On dit qu’il n’est pas comptabilisé dans les suffrages exprimés. Le vote blanc n’est pas considéré comme un vote. Il traduit en réalité soit un désintérêt total pour la vie publique, soit un choix politique consistant à ne pas se prononcer afin de montrer son désaccord avec la politique en général ou l’activité partisane.

Néanmoins, l’abstention semble traduire une crise de la représentation et peut poser la question de la légitimité du pouvoir politique élu avec une faible participation. C’est le cas notamment du FLN qui a pris la première place et qui aspire selon son SG, Ould Abbès, à piloter le futur gouvernement.

De quelle légitimité populaire peut-il aujourd’hui se prévaloir si le nombre de votants pour ce parti ne dépasse pas 1 million d’électeurs sur les 23 millions inscrits au fichier national ? Pour autant, la responsabilité de la classe politique est aussi mise en cause en raison du faible intérêt accordé à la pratique partisane. Durant toute une législature, les partis sont totalement absents du débat politique au sein de leur commune ou région.

Les citoyens ne sont sollicité que durant la campagne électorale qui dure vingt-et-un jours. Très peu pour susciter l’adhésion et l’enthousiasme des personnes sollicitées.

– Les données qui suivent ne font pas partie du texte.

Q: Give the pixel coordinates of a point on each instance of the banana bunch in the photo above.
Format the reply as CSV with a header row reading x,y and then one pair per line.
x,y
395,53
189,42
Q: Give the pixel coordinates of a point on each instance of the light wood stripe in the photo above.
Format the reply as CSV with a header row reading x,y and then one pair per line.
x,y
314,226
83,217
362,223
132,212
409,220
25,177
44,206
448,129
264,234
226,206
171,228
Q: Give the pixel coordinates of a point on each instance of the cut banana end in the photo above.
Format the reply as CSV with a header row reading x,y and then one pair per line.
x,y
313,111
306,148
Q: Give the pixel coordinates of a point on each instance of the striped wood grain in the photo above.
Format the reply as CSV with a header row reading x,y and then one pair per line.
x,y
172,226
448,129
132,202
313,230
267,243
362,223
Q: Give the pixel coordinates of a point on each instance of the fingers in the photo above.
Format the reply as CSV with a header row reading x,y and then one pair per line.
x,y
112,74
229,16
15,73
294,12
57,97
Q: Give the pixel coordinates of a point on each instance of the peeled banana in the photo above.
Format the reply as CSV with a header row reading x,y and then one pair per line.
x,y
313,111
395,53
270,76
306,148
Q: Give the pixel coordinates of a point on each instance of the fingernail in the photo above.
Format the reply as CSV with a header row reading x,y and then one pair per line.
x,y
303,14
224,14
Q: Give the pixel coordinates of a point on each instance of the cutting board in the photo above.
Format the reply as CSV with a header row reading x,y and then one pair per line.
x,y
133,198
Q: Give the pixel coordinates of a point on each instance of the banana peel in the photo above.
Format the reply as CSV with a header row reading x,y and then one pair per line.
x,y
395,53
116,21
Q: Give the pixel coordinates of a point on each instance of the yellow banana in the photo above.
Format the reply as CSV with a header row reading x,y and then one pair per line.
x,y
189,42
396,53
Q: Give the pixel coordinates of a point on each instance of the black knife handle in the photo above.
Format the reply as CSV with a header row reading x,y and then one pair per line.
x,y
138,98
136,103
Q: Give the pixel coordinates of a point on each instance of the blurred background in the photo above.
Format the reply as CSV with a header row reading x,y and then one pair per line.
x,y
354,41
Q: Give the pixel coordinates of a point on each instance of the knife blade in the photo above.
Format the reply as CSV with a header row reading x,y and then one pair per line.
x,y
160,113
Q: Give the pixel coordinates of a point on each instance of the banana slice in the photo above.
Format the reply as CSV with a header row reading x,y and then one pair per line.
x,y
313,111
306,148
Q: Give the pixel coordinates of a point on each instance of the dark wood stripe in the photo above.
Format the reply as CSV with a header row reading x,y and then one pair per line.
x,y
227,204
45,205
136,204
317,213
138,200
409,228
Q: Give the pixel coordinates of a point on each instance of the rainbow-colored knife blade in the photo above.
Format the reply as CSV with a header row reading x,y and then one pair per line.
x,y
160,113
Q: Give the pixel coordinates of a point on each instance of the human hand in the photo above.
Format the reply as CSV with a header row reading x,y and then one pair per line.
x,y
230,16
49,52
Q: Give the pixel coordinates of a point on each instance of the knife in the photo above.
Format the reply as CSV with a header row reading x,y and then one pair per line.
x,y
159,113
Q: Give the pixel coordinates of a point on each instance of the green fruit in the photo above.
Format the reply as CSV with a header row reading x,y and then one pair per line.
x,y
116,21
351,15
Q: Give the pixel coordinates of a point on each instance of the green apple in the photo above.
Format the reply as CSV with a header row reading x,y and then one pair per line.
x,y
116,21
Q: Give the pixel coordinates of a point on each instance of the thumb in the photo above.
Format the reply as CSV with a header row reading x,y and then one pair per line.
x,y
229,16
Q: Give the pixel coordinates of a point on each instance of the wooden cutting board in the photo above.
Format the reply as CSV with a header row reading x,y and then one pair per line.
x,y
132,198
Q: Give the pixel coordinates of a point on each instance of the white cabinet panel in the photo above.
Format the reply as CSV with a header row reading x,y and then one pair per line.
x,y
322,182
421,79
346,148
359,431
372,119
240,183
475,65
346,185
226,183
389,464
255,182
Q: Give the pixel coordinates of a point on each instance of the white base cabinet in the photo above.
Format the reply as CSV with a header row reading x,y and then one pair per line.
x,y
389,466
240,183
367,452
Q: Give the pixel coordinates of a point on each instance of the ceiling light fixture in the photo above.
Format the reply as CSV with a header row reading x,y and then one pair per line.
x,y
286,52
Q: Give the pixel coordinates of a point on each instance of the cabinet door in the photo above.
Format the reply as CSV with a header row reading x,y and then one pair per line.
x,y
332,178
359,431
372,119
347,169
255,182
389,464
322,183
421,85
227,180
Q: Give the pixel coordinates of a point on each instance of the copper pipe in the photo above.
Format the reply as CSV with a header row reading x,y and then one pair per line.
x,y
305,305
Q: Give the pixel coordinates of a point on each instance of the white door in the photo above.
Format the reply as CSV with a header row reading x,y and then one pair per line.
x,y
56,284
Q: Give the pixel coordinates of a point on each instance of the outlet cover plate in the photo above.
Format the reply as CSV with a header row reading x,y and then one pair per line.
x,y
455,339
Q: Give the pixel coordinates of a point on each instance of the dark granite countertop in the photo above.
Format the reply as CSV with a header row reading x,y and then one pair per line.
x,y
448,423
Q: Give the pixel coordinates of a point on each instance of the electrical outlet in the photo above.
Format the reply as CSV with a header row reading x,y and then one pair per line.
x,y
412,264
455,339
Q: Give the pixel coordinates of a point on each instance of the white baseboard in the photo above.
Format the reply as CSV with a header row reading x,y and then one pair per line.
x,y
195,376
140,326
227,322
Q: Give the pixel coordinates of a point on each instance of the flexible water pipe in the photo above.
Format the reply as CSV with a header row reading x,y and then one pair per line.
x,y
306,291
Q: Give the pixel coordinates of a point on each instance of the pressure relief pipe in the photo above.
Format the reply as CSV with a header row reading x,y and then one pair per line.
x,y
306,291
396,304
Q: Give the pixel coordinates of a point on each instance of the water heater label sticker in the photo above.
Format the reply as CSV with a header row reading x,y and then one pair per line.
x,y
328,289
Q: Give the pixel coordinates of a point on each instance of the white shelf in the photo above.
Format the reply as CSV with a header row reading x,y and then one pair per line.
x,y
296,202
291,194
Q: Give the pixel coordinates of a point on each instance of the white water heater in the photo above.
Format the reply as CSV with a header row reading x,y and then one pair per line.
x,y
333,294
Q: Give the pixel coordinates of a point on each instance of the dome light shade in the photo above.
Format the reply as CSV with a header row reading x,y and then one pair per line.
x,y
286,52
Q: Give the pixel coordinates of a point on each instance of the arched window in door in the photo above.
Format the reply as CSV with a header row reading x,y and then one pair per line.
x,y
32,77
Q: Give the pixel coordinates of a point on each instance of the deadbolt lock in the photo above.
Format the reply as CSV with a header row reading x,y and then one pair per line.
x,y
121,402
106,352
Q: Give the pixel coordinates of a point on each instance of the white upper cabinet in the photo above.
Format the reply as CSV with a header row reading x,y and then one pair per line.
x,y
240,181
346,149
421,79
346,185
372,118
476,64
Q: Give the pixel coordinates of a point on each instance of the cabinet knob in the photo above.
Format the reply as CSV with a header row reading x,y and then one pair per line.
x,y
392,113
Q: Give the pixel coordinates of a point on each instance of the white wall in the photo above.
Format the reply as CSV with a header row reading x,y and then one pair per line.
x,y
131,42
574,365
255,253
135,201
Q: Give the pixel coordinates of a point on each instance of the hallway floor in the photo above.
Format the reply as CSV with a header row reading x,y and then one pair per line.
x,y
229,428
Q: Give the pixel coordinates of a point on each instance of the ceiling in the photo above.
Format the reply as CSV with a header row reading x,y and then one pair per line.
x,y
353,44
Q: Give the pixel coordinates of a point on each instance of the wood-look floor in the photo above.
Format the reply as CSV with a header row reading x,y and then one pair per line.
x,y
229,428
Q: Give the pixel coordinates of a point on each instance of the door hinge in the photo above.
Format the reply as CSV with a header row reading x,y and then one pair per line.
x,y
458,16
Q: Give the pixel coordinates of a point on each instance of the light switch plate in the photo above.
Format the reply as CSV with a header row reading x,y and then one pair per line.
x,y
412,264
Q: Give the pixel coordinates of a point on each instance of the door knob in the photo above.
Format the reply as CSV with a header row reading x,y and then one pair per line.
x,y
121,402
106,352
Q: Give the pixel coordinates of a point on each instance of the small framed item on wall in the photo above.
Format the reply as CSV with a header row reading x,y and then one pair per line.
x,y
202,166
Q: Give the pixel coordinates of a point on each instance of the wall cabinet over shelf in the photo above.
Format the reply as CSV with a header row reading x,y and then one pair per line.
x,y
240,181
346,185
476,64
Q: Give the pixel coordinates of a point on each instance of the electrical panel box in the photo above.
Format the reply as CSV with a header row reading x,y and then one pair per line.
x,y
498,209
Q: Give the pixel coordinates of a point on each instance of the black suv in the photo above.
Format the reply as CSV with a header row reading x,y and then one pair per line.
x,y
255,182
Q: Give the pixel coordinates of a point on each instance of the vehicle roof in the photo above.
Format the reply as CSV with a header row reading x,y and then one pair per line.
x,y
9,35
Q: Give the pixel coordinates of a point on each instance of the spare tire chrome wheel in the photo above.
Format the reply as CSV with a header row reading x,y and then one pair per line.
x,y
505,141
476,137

Si le niveau de l’abstention qui a atteint 63% est une gifle pour l’administration, le vote blanc constitue une humiliation pour la classe politique. Le message est en effet le suivant : « J’accomplis mon devoir électoral, mais refuse tous les candidats que vous me proposez ». 

Ainsi après les abstentionnistes (14 millions d’électeurs), c’est le « parti » des bulletins blancs et nuls qui s’est illustré lors de ces élections législatives. Avec 24,47% des votants, le taux de ces bulletins ne choisissant aucun des 60 partis ni aucune des 168 listes indépendantes a, en effet, atteint un niveau record, dépassant celui enregistré en 2012. Il dépasse même le FLN, le parti majoritaire.